Formula Used
Sample proportions are p1 = x1 / n1 and p2 = x2 / n2.
The observed difference is d = p1 - p2.
The pooled estimate is p = (x1 + x2) / (n1 + n2).
Pooled standard error is SE = sqrt[p(1 - p)(1 / n1 + 1 / n2)].
Unpooled standard error is SE = sqrt[p1(1 - p1) / n1 + p2(1 - p2) / n2].
The test statistic is z = (d - d0) / SE.
The confidence interval is d ± z critical × unpooled SE.
How to Use This Calculator
Enter successes and total observations for both independent groups.
Set the null difference. Use zero for most equality tests.
Select the alternative hypothesis that matches your research question.
Choose pooled testing for a usual zero-difference z test.
Choose unpooled testing when you want separate group variability.
Press calculate. The result appears above the form.
Download the report as CSV or PDF after calculation.
Understanding the Test
A two sample proportion test compares rates from two independent groups. It is useful when each observation has two outcomes. Examples include pass or fail, click or no click, and yes or no. The calculator turns raw counts into proportions. Then it measures the difference against a null value. Most studies use zero as the null difference.
Why Proportions Need Care
Proportions have changing variability. A rate near one half is usually more variable than a rate near zero. Sample size also matters. Larger samples make the standard error smaller. Smaller samples create wider intervals and weaker evidence. That is why the tool asks for both successes and total trials.

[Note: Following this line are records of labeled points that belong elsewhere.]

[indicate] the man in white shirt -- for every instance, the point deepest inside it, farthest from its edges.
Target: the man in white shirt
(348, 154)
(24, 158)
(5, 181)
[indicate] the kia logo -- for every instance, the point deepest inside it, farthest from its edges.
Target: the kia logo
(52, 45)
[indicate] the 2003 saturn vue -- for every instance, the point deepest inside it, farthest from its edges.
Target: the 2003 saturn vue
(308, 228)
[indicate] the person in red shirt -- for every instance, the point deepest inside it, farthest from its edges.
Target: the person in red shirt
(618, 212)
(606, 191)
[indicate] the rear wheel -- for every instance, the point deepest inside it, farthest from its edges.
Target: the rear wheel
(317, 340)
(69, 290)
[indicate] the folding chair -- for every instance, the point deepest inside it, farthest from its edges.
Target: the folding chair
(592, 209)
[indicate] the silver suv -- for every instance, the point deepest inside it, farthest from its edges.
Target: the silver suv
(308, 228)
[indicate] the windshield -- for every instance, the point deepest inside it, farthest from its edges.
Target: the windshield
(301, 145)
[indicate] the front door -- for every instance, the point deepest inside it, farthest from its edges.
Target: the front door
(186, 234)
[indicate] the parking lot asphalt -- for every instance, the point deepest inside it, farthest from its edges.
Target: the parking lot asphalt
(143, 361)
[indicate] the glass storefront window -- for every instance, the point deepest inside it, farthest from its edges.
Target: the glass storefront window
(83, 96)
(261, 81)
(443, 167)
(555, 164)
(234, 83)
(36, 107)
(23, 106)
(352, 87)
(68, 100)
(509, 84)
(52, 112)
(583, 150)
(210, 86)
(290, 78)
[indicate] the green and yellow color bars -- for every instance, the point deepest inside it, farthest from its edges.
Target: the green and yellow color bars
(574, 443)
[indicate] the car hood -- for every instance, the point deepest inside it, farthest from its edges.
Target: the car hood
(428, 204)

Pooled and Unpooled Choices
The pooled method assumes both groups share one population proportion under the null hypothesis. It is common for a z test when the null difference is zero. The unpooled method keeps each group separate. It is often preferred for confidence intervals. This calculator shows the selected test standard error. It also reports the interval standard error.
Interpreting the Result
The z score shows how many standard errors the observed difference is from the null. A large positive z supports a greater alternative. A large negative z supports a less alternative. A two sided test looks for evidence in either direction. The p value converts the z score into a probability scale. Reject the null when the p value is below alpha.
Practical Use
Do not rely on significance alone. Also review the difference in proportions. A small difference can be statistically significant in a huge sample. A large difference can be uncertain in a small sample. Confidence intervals help explain practical size. They show a range of plausible differences. Check that groups are independent. Avoid using the test for paired before and after results. Use clear definitions for success. Report the counts, proportions, z score, p value, and confidence interval together. This gives readers enough context to judge the conclusion.
Assumption Checks
Use enough expected successes and failures in each group. Many classroom rules prefer at least five or ten. When counts are tiny, consider an exact method. Treat this page as an analytical aid, not final study design advice for planning work.
FAQs
What is a two sample proportion test?
It is a z test that compares two independent proportions. It checks whether the observed difference is large enough to reject a chosen null difference.
When should I use pooled standard error?
Use pooled standard error for the common hypothesis test where the null difference is zero. It assumes the two groups share one true proportion under that null.
When should I use unpooled standard error?
Use unpooled standard error when you want each group to keep its own variance. It is commonly used for confidence intervals.
What does the p value mean?
The p value measures evidence against the null hypothesis. Smaller values mean the observed difference is less compatible with the null model.
What is the null difference?
The null difference is the value tested against the observed difference. Most two proportion tests use zero, meaning no difference between groups.
Can I use this for paired data?
No. This calculator is for independent groups. Paired before and after outcomes need a paired proportion method, such as McNemar testing.
What if one group has zero successes?
The z test may be weak with extreme counts. The page still reports corrected ratios, but exact methods may be better for tiny samples.
Why does the confidence interval use unpooled error?
Intervals usually estimate the observed difference directly. Unpooled error reflects each sample proportion separately, so it is a common simple choice.